O meu avô contava histórias maravilhosas. Traziam brilho aos dias cinzentos.
- Há dias cinzentos como elefantes trombudos - era o que o meu avô dizia.
Podemos pescar um sol - dizia ele. E fazia uma cana de pesca de pescar o sol. Às vezes, por engano, puxávamos a linha e vinha de lá uma nuvem. Ou uma mosca dançarina. Se pescávamos uma nuvem, fazíamos sumo de nuvem.. Apertávamos as mãos. Apertávamos muito, como uma nuvem lá dentro. Se for cor de laranja, chove laranjada. Se for azul, chove tinta de caneta e temos de escrever esta história.
Se for mosca dançarina, dança e foge pela janela.
E escrevíamos.
Escrevíamos histórias assim:
Era uma vez uma ilha que era uma porção de terra rodeada de gente de barriga para o ar por todos os lados. Nessa ilha havia uma língua de terra. Essa língua de terra adorava gelados e caramelos. Ninguém podia ir à ilha usando barco, canoa, piroga ou bote. Porque era uma ilha rodeada de gente de barriga para o ar, só se podia chegar a essa ilha indo de cinto ou de calças, de camisola, de coisas que tapassem a barriga daquela gente que rodeava a ilha. Quem corresse com os pés descalços sobre a gente de barriga para o ar, fazia-lhe tantas cócegas que desistia de ir à ilha. Podia-se chegar à ilha de avião.
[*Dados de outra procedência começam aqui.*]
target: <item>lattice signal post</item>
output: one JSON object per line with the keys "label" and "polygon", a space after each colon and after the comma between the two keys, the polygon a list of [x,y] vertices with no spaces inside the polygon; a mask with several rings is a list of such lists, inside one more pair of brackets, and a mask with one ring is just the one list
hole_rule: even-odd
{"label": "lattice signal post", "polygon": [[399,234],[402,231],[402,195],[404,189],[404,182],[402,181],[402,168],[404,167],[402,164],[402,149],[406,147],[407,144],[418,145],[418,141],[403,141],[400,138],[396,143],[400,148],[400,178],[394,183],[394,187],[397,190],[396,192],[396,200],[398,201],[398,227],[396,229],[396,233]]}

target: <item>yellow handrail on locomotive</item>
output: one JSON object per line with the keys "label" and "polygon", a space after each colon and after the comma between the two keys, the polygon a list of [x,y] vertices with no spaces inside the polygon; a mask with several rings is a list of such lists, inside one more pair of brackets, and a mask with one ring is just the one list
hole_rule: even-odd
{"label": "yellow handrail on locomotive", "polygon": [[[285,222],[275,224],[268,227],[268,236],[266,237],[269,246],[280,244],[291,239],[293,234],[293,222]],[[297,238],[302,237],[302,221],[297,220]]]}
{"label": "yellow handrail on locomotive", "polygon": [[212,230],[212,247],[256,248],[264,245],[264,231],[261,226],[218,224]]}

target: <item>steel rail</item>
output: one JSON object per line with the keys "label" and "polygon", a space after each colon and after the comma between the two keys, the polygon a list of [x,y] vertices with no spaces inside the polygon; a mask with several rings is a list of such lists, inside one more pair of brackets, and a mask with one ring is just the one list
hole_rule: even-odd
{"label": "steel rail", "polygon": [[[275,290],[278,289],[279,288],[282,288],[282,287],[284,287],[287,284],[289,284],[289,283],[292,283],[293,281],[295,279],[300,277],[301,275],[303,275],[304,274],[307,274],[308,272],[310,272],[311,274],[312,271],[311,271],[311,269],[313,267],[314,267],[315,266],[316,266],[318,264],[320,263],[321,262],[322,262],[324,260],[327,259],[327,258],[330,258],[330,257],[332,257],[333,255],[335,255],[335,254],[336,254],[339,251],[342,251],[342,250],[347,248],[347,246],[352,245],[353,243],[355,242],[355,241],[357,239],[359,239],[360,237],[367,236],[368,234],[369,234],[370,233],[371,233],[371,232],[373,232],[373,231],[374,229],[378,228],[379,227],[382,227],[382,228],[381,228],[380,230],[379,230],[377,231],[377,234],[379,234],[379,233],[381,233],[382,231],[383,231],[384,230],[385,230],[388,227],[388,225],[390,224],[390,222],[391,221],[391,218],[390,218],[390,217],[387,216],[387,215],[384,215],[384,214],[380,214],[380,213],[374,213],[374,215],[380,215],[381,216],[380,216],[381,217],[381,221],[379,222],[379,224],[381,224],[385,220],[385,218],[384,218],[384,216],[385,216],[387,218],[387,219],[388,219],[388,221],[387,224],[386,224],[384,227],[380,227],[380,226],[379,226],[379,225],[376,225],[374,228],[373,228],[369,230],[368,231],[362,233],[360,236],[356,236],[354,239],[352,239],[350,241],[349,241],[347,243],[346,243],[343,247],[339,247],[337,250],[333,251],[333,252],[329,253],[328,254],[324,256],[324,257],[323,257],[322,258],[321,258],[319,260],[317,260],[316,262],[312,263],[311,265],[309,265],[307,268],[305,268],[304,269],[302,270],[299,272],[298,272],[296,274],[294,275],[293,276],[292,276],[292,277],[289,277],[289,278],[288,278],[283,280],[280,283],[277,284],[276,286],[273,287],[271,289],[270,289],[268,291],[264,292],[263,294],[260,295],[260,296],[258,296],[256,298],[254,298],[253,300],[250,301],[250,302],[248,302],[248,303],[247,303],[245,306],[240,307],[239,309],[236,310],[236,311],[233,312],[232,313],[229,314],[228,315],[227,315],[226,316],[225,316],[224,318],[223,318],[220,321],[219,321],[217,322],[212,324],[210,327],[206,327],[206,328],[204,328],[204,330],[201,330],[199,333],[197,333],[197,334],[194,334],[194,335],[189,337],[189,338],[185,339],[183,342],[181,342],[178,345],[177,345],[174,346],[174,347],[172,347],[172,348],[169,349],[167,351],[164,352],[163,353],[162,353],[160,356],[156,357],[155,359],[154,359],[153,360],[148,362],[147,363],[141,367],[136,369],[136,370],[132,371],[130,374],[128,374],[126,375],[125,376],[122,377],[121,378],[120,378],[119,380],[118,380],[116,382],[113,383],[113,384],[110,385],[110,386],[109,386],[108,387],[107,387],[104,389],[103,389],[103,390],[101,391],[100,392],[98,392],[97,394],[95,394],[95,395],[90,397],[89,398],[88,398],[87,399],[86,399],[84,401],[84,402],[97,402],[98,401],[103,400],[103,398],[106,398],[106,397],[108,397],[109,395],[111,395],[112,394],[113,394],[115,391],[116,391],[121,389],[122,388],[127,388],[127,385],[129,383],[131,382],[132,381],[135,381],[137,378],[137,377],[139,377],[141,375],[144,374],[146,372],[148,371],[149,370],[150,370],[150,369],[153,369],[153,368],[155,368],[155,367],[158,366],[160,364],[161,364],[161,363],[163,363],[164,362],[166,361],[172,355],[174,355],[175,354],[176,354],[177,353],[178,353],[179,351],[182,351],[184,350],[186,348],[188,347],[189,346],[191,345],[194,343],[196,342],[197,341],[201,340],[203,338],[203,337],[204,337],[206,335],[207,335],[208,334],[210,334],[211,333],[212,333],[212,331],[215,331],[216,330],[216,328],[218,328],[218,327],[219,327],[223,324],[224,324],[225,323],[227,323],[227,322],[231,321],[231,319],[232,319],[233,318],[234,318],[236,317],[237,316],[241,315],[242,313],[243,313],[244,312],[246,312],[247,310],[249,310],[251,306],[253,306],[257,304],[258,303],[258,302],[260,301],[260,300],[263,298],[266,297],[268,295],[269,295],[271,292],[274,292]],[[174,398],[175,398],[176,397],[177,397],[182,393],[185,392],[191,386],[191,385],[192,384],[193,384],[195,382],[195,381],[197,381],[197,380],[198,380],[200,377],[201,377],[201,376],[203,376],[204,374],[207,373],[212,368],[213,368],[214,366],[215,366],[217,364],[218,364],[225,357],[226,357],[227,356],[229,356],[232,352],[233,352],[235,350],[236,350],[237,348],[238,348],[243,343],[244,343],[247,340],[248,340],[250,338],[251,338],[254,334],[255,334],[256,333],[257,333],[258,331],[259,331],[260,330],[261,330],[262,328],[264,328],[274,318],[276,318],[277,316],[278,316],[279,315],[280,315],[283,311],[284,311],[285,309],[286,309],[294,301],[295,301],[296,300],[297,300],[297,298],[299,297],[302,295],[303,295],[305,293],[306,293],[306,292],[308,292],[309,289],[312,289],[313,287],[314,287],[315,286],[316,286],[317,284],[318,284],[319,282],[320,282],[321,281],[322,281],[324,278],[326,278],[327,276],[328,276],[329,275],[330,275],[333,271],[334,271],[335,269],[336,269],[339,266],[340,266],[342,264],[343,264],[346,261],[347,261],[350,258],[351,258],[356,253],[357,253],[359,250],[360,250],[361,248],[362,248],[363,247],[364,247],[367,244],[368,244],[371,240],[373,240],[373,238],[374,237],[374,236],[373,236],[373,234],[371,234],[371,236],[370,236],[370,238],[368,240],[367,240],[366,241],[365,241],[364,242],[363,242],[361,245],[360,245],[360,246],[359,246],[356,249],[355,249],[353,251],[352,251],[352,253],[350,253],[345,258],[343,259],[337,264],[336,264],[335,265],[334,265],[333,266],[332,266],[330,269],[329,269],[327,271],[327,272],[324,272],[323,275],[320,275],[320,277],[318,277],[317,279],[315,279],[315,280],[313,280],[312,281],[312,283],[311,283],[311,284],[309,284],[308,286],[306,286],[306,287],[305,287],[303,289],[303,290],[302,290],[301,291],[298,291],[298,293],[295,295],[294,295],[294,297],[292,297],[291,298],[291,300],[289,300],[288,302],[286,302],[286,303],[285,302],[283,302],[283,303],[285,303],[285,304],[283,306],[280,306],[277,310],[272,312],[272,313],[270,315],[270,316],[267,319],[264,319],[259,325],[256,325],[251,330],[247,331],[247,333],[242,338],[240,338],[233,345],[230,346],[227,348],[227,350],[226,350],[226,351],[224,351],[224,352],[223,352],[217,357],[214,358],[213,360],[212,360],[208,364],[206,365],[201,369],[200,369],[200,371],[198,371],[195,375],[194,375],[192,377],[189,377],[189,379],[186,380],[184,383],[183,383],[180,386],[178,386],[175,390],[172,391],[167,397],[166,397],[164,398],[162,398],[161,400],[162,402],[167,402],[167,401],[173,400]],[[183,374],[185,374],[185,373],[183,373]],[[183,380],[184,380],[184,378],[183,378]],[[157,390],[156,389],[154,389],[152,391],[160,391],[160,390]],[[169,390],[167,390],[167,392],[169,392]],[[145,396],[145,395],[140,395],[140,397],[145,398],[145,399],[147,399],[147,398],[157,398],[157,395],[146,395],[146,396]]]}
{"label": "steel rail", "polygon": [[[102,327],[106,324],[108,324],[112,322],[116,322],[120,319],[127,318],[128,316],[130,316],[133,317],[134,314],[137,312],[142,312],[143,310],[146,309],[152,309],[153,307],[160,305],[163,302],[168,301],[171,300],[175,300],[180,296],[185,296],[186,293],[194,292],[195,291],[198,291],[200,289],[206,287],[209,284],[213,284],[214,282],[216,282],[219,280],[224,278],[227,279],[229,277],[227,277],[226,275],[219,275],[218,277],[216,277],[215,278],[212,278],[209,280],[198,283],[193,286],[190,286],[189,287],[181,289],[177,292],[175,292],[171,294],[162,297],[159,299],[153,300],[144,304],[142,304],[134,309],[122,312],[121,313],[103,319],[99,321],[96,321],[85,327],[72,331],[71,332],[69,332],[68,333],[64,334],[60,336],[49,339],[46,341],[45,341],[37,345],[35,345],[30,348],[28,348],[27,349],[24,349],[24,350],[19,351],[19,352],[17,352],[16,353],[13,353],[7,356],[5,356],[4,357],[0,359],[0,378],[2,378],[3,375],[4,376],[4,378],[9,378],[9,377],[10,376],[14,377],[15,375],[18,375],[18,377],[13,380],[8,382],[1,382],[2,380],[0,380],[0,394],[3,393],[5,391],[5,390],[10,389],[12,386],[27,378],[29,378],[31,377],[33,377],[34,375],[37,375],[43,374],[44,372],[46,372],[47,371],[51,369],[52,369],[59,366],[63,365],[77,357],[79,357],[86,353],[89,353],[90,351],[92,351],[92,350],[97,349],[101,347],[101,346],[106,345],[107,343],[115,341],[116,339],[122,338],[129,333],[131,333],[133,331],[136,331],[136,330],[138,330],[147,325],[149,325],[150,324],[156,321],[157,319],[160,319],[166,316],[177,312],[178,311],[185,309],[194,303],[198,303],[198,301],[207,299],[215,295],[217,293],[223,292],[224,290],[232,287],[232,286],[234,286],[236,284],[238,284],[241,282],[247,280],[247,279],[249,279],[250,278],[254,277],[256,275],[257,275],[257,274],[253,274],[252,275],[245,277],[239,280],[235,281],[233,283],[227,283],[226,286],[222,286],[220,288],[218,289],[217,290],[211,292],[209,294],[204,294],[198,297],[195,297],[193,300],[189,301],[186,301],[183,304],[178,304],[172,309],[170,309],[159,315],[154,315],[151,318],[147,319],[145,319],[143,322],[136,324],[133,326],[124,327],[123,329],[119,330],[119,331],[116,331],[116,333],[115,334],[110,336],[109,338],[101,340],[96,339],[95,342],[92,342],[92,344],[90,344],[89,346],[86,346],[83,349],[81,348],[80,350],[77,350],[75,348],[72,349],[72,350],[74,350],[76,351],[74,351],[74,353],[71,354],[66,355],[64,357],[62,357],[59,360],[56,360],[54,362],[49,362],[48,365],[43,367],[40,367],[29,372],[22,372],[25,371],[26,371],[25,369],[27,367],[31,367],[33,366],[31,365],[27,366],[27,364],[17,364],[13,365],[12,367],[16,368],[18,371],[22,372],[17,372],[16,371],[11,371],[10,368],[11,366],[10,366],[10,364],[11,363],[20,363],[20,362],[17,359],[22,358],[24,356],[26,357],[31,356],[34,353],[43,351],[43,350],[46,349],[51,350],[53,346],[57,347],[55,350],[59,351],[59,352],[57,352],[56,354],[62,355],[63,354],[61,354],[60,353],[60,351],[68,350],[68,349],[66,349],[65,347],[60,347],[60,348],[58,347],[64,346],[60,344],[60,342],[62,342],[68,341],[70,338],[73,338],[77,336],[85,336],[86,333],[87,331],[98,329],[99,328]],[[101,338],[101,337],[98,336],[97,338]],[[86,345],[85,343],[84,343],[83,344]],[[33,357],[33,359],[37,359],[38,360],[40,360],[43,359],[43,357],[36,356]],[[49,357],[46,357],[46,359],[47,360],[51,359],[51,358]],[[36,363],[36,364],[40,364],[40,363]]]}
Mas tinha de ser um avião de papel, atirado de longe com pontaria certeira.
No meio da ilha não havia uma palmeira. Havia um candeeiro com luz baixa. Debaixo dele é que se liam os contos.
Há três contos para ler: o conto que se lê devagar, porque tem palavras difíceis, muito compridas, ou porque tem daquelas histórias tão boas que não queremos que acabem.
Há o conto que se lê calmamente, que traz com ele sempre uma história calma.
Há o conto que se lê rapidamente, porque tem palavras fáceis, ou porque tem palavras divertidas, ou porque queremos saber como acaba.
Às vezes, o meu avô e eu fazíamos piqueniques no chão da ilha. Piqueniques de histórias: com empadões de vento e pudins de ar e rajadas de bebidas doces.
E havia uma canção para cada dia. A canção sem música, feita de gestos.
A canção sem letra, feita de música, e a canção de letras, feita de histórias.
Nada disto aprendi sozinho. Era o meu avô quem me ensinava. Eu só fixei.